Saya bisa membayangkan kehidupan Didi waktu kecil, yang serba terbatas. Kedua orang tuanya bercerai. Maka dari kelas satu hingga tamat SD, ia berada dalam asuhan neneknya. Memasuki SMP ia baru bergabung kembali dengan ayahnya. “Ayah, ibu dan kakak-kakak, pasti sangat rindu kepada saya,” ungkapnya, pada sebuah acara di TV.
Saya menyimak wawancara dengan maestro lagu campursari ini. Saya terkesan ia mungkin belum benar-benar menyadari bahwa ia salah satu penyanyi paling kondang seantero Indonesia. Ia masih saja berpikir, ia hanya penyanyi dalam bahasa Jawa ngoko, dan belum dekat dengan kota besar. Diceritakan oleh seorang YuoTuber, ketika ia datang ke Solo untuk temu wawancara, Didi bertanya, apakah orang Jakarta menyukai lagunya.
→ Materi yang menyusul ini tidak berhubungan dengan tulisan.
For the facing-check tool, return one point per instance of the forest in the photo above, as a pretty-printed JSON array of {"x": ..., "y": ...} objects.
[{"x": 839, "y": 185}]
Ia berpikir, Jakarta masih menjadi tembok tak tertembus bagi lagu-lagunya. Padahal, artis penyanyi jebolan kelas dua SMA tanpa menyadari, ia telah bernyanyi dalam bahasa yang sangat komunikatif. Juga ia , ia menyanyi dan menulis lagu dalam bahasa yang didukung oleh lebih 80 juta penggunanya, yang tersebar di Jawa, Sumatera, Suriname dan Belanda.
Didi ingat lagu-lagu yang lahir di trotoar Jakarta seperti We Cen Cu, Cidro, Moblong-moblong, Lerteler Meneh dan Podo Pintere. Tapi ia belum berpikir untuk membawa ke studio rekaman, meski lagu-lagunya itu sudah menjadi “hit” sendiri dalam bis kota. Ia kemudian tergerak untuk membawa ke studio rekaman karena dorongan para penumpang bis kota itu sendiri.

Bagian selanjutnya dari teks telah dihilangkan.